Marinus was a Dalmatian stonemason who, by tradition, became a deacon and lived as a hermit on Monte Titano, the rocky height around which the small state of San Marino later grew. The surviving hagiographical accounts of his life were recorded centuries after his lifetime, so much of the detail is preserved as tradition rather than firmly documented history; the earliest manuscripts naming him date only to the 10th century. He is venerated in both the Eastern Orthodox and Roman Catholic churches and is numbered among the pre-schism Western saints.
According to these accounts, Marinus came from the island of Arba, the modern Rab off the Dalmatian coast, and worked as a stonemason. He fled the Diocletianic persecution and made his way to the region of Rimini, where he was ordained a deacon by Gaudentius, the bishop of that city. Tradition relates that he afterward withdrew to Monte Titano to live as a hermit, the synaxarion explaining his flight by the story of an unstable woman who accused him of being her estranged husband.

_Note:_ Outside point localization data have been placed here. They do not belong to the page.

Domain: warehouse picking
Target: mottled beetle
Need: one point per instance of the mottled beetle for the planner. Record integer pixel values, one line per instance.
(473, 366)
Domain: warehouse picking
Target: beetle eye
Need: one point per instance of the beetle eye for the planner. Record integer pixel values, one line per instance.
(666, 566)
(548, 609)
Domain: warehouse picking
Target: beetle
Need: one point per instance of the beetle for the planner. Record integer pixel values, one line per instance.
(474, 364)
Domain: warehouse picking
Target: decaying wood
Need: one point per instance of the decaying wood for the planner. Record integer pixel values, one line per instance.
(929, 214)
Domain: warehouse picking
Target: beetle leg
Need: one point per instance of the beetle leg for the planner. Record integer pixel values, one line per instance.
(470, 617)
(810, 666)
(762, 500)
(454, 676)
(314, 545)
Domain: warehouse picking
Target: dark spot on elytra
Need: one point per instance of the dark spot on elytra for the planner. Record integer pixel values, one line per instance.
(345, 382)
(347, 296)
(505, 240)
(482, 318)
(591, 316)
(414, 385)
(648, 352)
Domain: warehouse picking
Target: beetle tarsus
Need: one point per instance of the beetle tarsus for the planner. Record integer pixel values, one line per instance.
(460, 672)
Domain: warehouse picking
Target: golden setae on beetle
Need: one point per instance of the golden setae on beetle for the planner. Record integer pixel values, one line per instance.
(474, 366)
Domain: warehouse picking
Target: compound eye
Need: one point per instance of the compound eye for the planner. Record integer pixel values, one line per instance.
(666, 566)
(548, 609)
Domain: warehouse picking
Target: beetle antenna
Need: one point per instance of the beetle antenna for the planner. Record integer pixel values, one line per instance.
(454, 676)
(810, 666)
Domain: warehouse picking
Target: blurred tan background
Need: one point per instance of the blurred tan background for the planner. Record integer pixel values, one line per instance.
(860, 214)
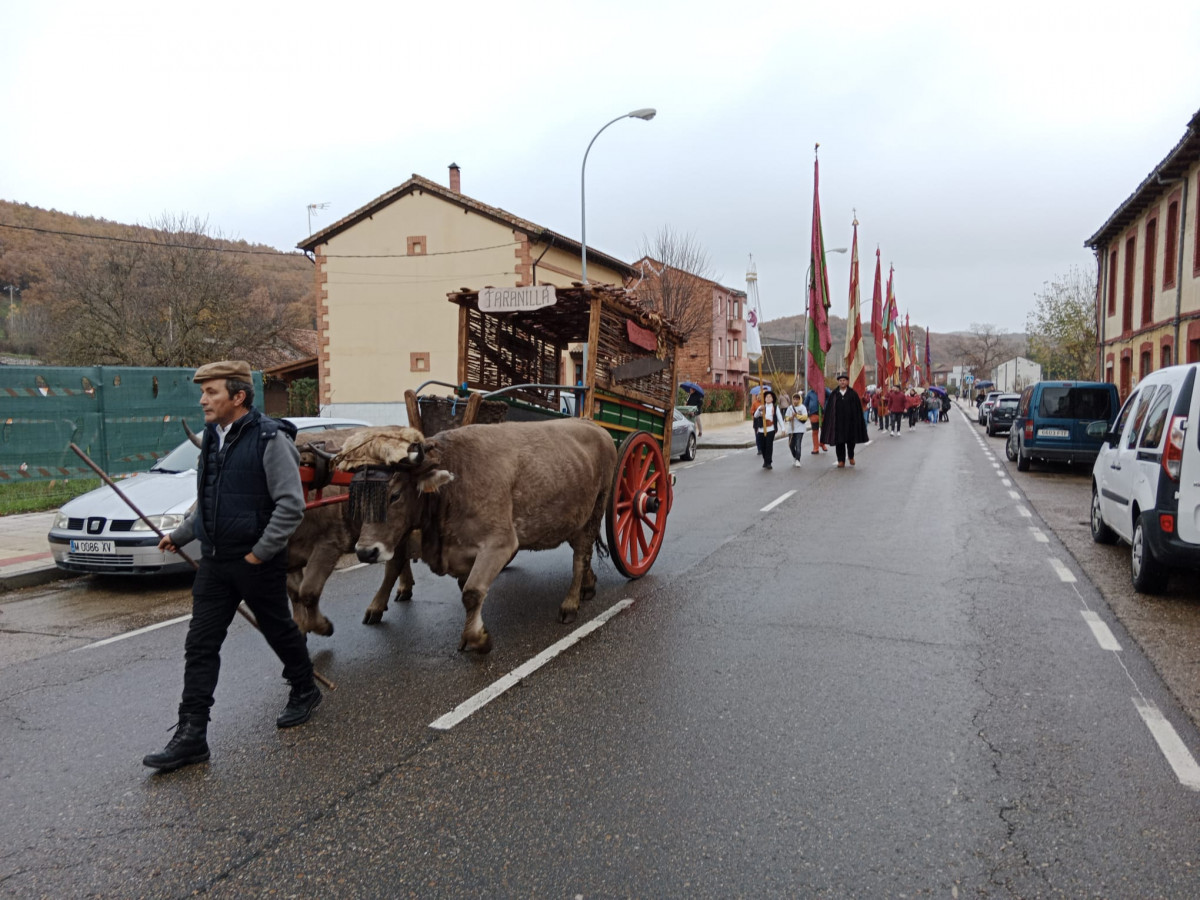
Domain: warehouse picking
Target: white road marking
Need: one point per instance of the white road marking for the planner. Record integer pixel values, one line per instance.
(135, 633)
(1176, 753)
(1061, 570)
(778, 501)
(473, 705)
(1104, 637)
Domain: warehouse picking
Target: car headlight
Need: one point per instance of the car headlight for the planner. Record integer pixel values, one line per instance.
(163, 523)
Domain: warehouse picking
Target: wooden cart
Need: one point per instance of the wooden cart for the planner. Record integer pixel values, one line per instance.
(516, 354)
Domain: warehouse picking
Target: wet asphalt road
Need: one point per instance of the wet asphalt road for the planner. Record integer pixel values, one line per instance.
(838, 697)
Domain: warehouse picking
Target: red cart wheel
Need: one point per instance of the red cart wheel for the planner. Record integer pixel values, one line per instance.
(639, 505)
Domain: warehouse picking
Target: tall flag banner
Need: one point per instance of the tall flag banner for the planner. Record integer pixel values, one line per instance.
(877, 323)
(754, 341)
(929, 367)
(907, 351)
(817, 340)
(856, 363)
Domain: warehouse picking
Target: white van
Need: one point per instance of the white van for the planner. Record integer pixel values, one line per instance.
(1146, 479)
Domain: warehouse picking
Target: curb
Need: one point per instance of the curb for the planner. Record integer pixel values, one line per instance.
(33, 577)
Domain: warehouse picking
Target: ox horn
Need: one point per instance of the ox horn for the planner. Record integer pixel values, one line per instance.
(191, 435)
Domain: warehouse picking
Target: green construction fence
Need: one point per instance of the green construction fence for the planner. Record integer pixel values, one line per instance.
(123, 417)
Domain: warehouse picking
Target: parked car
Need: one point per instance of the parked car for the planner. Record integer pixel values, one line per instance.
(985, 407)
(1000, 417)
(97, 533)
(1053, 419)
(683, 437)
(1146, 478)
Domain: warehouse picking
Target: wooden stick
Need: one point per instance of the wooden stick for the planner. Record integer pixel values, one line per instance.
(154, 528)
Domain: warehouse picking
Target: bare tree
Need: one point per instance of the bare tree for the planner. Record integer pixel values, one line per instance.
(983, 348)
(175, 299)
(1062, 325)
(675, 281)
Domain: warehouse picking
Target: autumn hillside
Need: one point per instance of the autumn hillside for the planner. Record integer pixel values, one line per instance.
(142, 295)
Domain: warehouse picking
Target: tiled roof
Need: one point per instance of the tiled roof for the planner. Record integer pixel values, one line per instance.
(417, 183)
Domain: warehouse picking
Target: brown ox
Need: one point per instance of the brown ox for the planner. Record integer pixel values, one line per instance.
(483, 492)
(327, 533)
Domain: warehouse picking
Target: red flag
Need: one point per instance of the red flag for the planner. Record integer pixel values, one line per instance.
(819, 341)
(877, 323)
(855, 365)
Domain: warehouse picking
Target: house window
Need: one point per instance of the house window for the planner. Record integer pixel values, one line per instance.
(1127, 300)
(1170, 244)
(1113, 283)
(1147, 271)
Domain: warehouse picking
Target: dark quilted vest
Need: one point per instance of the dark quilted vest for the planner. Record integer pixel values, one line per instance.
(233, 498)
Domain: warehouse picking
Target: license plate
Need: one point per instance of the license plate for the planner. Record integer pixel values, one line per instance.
(93, 546)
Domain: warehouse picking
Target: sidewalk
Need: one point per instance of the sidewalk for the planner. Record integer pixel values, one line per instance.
(24, 553)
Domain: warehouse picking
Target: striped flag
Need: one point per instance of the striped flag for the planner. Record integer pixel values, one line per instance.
(819, 341)
(856, 364)
(877, 324)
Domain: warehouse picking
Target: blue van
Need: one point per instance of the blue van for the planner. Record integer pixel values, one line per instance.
(1053, 418)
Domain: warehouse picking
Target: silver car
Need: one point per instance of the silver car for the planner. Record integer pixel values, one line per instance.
(97, 533)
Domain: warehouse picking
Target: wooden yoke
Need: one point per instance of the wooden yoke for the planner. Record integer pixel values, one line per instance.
(414, 412)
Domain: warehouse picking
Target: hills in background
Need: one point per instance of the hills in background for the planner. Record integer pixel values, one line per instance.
(945, 349)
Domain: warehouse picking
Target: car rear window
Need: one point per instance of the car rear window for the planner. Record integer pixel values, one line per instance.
(1156, 420)
(1074, 403)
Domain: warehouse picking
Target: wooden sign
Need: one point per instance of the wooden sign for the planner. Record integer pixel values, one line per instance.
(641, 336)
(637, 369)
(516, 299)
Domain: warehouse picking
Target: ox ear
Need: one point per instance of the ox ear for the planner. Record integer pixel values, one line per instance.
(432, 481)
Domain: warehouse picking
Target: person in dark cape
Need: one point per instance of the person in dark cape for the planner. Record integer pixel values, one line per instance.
(843, 421)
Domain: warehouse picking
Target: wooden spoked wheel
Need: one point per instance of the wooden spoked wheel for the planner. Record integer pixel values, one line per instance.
(637, 509)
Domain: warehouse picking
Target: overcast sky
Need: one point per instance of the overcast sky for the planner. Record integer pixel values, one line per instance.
(979, 147)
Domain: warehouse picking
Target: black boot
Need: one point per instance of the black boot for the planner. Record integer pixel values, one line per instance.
(189, 745)
(304, 699)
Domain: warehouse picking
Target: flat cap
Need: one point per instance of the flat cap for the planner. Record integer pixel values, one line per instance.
(225, 369)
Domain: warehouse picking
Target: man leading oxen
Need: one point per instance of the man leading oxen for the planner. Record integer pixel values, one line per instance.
(479, 495)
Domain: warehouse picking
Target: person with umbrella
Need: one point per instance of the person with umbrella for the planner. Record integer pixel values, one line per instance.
(843, 423)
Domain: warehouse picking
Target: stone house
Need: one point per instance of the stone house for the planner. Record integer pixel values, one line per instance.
(1147, 256)
(383, 274)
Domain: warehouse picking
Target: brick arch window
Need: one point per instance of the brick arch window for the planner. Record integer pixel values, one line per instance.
(1147, 270)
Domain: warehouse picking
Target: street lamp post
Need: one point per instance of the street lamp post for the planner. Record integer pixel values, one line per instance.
(646, 115)
(804, 318)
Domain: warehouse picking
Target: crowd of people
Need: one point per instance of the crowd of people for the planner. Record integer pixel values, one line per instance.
(843, 420)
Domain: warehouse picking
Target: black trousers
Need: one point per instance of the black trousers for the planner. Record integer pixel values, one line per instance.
(220, 586)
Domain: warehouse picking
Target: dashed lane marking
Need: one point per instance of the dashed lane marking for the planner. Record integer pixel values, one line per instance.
(473, 705)
(1061, 570)
(774, 503)
(135, 633)
(1104, 637)
(1175, 750)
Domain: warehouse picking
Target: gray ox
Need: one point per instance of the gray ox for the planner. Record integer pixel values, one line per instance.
(327, 533)
(480, 493)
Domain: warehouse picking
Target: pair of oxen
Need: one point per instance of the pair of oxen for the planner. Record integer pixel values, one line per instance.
(463, 502)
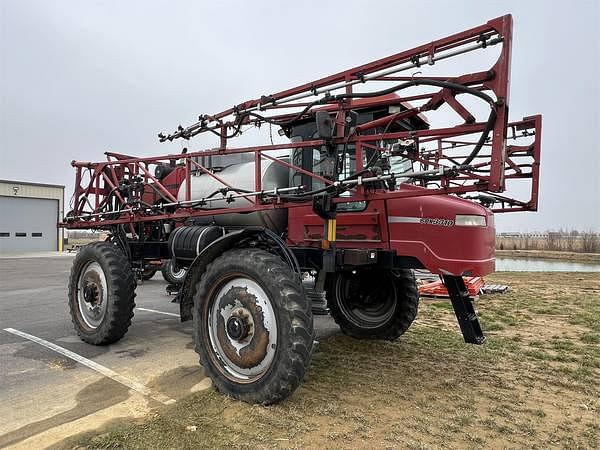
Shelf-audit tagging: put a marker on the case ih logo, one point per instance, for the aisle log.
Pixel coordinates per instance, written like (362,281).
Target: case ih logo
(438,222)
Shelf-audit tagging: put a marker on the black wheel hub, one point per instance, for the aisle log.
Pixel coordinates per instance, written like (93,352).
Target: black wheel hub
(90,293)
(237,328)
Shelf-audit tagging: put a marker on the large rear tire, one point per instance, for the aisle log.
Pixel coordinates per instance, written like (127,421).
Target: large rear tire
(101,293)
(253,327)
(171,275)
(373,304)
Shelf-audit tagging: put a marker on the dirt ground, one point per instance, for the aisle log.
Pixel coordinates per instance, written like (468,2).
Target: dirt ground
(533,384)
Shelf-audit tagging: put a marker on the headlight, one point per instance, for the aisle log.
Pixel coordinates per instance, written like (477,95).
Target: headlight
(464,220)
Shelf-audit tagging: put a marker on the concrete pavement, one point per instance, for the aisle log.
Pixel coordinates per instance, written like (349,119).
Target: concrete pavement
(46,396)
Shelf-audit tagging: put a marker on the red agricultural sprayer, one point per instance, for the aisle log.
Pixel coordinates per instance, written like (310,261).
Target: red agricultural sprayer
(365,189)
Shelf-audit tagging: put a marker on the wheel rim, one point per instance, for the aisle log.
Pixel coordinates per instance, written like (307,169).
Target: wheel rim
(366,300)
(242,329)
(92,293)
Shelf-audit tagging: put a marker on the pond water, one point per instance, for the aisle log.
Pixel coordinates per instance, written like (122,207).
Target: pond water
(543,265)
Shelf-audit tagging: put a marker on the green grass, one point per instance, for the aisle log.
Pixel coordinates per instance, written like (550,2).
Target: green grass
(534,384)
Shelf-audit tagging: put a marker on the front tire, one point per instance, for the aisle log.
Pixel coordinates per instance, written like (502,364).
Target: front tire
(253,327)
(373,304)
(101,293)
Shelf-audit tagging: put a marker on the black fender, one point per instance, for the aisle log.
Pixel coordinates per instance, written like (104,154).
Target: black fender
(230,240)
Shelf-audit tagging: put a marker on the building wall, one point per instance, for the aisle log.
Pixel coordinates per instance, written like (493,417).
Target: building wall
(9,188)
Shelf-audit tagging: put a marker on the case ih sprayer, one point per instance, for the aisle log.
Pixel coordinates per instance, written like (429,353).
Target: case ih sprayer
(365,189)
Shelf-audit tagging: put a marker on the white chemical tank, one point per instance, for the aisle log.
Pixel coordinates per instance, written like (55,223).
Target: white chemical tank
(241,176)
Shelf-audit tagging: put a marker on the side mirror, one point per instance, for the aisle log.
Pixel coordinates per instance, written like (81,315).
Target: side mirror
(325,125)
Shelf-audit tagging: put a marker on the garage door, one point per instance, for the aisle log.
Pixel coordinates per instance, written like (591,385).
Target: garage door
(27,224)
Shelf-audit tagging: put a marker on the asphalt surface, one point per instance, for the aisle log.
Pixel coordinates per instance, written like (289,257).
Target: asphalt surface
(46,396)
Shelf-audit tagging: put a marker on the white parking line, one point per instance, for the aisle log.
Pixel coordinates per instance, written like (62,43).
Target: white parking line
(131,384)
(158,312)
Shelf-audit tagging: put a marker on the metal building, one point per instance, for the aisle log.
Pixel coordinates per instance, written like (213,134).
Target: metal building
(29,214)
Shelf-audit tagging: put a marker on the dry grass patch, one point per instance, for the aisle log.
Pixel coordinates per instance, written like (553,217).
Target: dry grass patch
(534,384)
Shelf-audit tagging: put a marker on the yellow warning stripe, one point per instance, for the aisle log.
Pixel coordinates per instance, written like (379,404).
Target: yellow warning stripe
(331,225)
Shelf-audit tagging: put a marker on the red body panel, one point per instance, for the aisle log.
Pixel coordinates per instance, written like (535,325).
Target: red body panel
(442,246)
(364,229)
(423,227)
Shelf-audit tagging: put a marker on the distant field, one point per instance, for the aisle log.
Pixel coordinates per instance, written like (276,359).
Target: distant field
(581,243)
(546,254)
(534,384)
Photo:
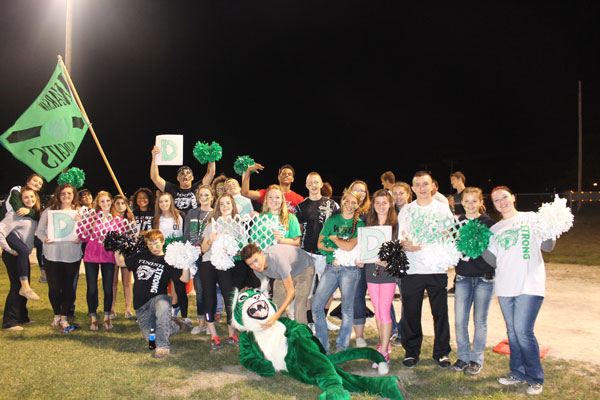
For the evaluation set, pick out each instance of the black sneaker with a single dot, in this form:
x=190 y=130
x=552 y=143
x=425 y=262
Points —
x=473 y=368
x=216 y=344
x=409 y=362
x=443 y=362
x=459 y=366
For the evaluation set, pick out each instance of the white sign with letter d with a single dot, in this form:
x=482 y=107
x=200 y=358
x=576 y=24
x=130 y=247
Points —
x=61 y=225
x=370 y=239
x=171 y=149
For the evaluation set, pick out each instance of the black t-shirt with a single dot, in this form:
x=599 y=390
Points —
x=143 y=219
x=152 y=275
x=184 y=198
x=476 y=266
x=311 y=215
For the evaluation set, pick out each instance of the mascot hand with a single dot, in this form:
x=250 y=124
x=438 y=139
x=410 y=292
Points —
x=338 y=393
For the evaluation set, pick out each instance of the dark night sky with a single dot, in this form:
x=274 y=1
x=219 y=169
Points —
x=349 y=88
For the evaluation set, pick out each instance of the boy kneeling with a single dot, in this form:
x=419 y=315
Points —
x=152 y=305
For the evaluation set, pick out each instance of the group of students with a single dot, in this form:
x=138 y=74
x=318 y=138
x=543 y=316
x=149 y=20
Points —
x=311 y=257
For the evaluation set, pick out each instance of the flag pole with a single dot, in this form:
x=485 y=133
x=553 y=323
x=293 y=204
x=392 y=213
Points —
x=112 y=174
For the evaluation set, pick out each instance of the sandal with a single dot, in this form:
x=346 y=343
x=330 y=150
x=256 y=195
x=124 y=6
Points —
x=94 y=326
x=108 y=327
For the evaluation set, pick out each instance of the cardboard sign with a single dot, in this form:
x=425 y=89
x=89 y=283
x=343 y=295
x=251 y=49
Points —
x=370 y=239
x=171 y=150
x=61 y=225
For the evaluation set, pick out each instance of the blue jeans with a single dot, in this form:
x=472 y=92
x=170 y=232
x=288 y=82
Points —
x=91 y=277
x=519 y=314
x=395 y=323
x=346 y=278
x=156 y=313
x=476 y=291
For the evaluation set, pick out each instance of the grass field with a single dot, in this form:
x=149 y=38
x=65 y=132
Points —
x=40 y=362
x=581 y=245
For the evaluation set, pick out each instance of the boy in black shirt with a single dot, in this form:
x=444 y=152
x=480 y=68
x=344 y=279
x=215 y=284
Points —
x=152 y=305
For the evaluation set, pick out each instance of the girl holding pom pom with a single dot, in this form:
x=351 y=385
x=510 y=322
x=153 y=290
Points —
x=339 y=231
x=520 y=286
x=61 y=259
x=120 y=209
x=22 y=229
x=474 y=284
x=288 y=231
x=380 y=284
x=195 y=222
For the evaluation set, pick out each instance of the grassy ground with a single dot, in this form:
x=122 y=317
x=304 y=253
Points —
x=40 y=362
x=581 y=244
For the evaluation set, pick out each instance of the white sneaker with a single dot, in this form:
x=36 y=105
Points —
x=332 y=327
x=535 y=388
x=198 y=330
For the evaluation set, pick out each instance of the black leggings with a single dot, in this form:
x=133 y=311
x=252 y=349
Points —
x=22 y=259
x=180 y=290
x=91 y=277
x=15 y=308
x=209 y=276
x=61 y=276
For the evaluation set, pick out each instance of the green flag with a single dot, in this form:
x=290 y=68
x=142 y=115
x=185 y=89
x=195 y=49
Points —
x=47 y=135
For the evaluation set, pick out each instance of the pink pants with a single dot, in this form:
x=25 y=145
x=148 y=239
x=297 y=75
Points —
x=382 y=296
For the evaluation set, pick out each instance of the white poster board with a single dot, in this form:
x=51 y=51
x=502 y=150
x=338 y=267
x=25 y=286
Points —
x=61 y=225
x=370 y=239
x=171 y=150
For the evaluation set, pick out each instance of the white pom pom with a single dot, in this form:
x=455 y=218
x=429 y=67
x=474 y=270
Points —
x=346 y=258
x=383 y=368
x=180 y=255
x=552 y=219
x=222 y=251
x=440 y=256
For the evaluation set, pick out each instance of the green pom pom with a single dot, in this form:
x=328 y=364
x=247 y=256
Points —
x=242 y=163
x=171 y=239
x=205 y=153
x=74 y=176
x=474 y=238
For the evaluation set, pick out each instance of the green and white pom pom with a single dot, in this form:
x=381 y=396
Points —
x=473 y=239
x=242 y=164
x=74 y=176
x=205 y=153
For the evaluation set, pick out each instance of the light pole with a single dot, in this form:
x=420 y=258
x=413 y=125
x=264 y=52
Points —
x=69 y=23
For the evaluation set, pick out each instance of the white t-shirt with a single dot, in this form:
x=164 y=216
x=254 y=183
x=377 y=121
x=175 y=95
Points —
x=168 y=227
x=520 y=266
x=434 y=212
x=441 y=198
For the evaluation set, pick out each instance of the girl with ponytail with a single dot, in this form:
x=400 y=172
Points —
x=337 y=241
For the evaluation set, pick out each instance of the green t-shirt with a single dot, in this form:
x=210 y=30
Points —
x=263 y=236
x=338 y=226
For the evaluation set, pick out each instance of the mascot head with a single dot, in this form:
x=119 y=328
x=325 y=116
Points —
x=251 y=308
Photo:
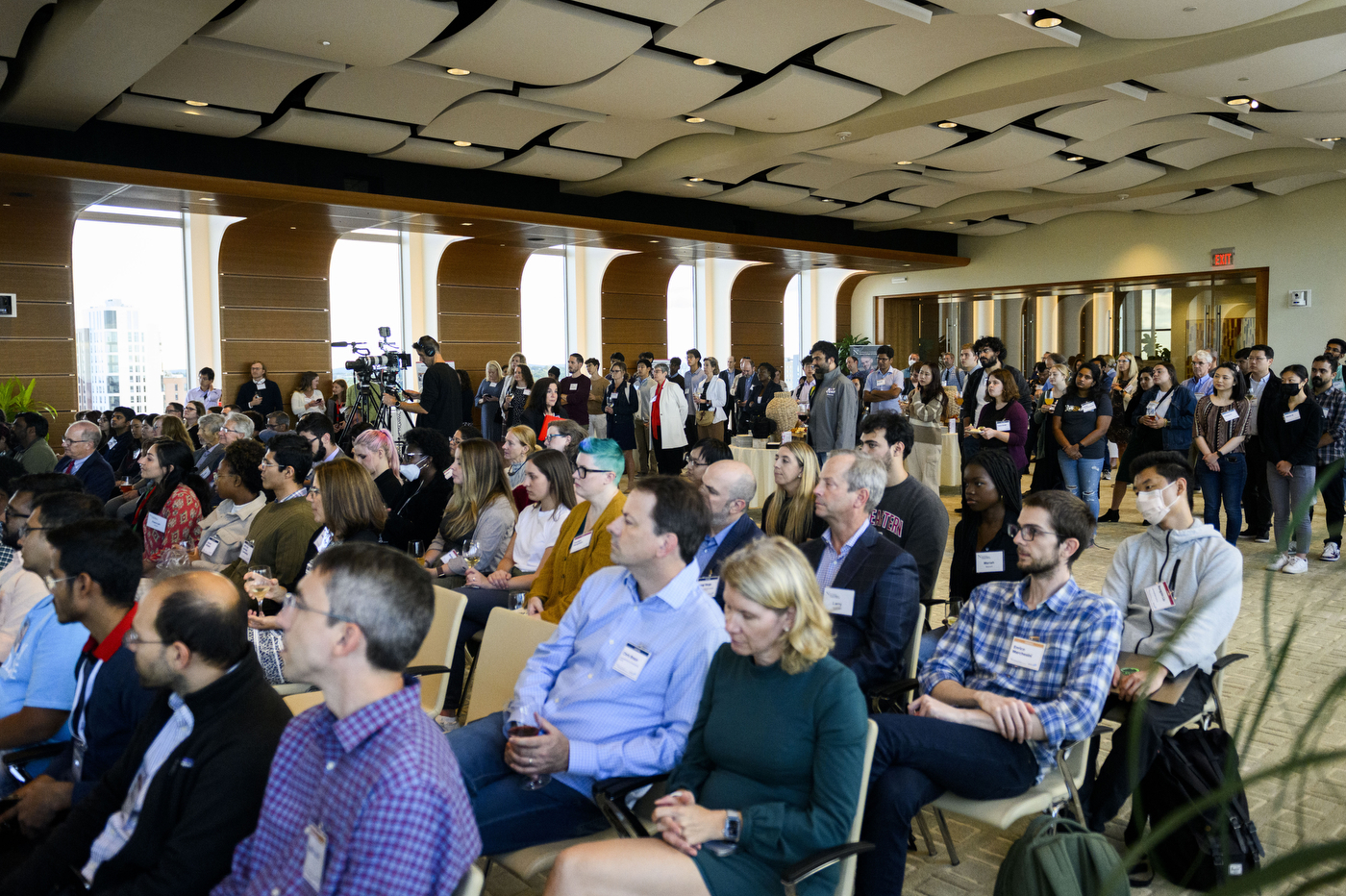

On the mountain Marinus established a cell and an oratory, and a community of disciples gathered around him. From this initial settlement the Republic of San Marino traces its origin, conventionally dated to the year 301; Marinus is honored as its founder, and his memory is bound up with the small state's identity. By tradition he died in the winter of about 366. His reputed parting words, 'Relinquo vos liberos ab utroque homine' ('I leave you free from both men'), are remembered as the foundation charter of San Marino's later independence.